Un fatto fondamentale di cui ci dobbiamo rendere chiaramente conto è che decidere molto spesso significa scegliere; deve cioè essere fatta una selezione tra varie possibilità.
Ma scegliere significa preferire; e preferire una cosa, un’azione, una strada, richiede necessariamente che vengono scartate o eliminate le altre, e cioè che si rinunci ad esse.
Cioè è ovvio, o dovrebbe esserlo, e quindi facile da accettarsi. Eppure in pratica provoca una forte resistenza e riluttanza, spesso anche una violenta ribellione.
Le stesse parole rinuncia e sacrificio* suscitano un’intensa avversione.

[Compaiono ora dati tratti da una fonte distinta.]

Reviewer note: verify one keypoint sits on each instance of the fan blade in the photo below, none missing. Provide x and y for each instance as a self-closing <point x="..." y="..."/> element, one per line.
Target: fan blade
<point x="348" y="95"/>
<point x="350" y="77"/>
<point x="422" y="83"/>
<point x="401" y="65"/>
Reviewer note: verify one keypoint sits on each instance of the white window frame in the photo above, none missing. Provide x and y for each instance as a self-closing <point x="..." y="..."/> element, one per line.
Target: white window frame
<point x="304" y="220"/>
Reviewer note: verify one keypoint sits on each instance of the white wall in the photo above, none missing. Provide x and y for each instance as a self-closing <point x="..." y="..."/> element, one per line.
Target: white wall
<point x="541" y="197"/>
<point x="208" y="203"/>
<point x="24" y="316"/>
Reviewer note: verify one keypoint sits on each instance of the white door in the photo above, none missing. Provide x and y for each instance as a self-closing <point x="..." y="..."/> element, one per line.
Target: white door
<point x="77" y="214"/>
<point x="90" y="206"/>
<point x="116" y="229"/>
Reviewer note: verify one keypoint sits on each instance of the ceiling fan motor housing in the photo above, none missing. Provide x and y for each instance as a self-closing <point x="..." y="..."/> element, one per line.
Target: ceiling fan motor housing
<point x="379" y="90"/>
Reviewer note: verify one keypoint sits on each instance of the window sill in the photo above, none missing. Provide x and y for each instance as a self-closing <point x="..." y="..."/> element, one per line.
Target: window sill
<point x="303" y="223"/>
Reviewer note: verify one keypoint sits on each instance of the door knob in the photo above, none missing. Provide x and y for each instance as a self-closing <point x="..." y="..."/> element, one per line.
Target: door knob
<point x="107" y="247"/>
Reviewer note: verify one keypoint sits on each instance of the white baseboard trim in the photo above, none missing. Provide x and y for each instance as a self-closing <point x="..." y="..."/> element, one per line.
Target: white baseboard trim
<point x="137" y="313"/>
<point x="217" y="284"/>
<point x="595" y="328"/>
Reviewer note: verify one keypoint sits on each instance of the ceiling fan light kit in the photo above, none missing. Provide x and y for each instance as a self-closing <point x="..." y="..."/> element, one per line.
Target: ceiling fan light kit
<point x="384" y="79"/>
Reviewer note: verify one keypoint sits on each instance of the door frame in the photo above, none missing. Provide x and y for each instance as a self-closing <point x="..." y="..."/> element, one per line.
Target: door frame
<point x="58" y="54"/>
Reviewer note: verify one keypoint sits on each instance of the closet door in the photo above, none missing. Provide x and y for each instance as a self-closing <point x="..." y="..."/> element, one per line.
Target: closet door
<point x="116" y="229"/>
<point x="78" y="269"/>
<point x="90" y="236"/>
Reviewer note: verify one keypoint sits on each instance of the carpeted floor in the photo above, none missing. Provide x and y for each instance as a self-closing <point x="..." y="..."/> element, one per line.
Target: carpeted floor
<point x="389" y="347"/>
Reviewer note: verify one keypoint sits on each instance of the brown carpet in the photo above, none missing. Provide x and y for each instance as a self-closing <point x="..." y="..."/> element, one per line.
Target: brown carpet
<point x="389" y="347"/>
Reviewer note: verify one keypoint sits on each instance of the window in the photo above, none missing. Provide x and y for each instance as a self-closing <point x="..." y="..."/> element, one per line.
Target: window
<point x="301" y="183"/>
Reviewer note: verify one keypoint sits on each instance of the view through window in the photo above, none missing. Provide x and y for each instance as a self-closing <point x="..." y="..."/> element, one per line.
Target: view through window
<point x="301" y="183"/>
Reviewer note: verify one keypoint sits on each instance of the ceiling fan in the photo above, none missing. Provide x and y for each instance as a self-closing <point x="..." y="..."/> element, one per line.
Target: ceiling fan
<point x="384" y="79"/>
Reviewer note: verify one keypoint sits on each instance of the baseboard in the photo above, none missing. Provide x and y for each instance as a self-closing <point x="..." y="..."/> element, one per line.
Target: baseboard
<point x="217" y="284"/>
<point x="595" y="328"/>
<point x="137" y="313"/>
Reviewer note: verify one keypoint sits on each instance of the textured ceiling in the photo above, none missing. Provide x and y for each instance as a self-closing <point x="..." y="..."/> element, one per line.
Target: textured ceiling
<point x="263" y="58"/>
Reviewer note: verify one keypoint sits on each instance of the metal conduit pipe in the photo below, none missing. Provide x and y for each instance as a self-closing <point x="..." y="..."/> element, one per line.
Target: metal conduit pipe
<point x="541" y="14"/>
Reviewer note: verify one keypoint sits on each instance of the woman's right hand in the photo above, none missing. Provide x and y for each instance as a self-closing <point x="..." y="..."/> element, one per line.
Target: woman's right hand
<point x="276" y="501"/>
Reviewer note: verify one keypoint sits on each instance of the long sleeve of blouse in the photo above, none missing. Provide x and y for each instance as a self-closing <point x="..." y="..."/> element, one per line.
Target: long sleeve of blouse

Varie sono le cause all’origine di queste reazioni:
1. L’edonismo, e cioè il desiderio fondamentale per piacere desiderio di evitare la sofferenza, che sono innati nella natura umana.
2. L’enfasi esagerata messa in passato sul dovere sul sacrificio, e l’eccessiva insistenza sul valore della sofferenza, spesso per ragioni sbagliate o inutili.
3. Una concezione errata della libertà, che è stata interpretata come il diritto di seguire ogni impulso e di soddisfare ogni desiderio senza curarsi delle conseguenze per noi stessi e per gli altri, con una completa mancanza di controllo o di senso della responsabilità.
Da tutto questo viene il rifiuto più o meno cosciente di scegliere quando una scelta è chiaramente necessaria.
[…]
Scegliere è preferire e implica dunque rinunciare alle alternative, eliminarle.
È importante anche realizzare che, se vogliamo raggiungere una meta a cui attribuiamo un valore, dobbiamo volere anche i mezzi per raggiungerla, per sgradevole dolorosi che possono essere.
* È interessante e chiarificatore comprendere che invece di significare un doloroso ascetismo autoimposto, la parola sacrificio significa “rendere santo” , “rendere sacro” (sacrum facere).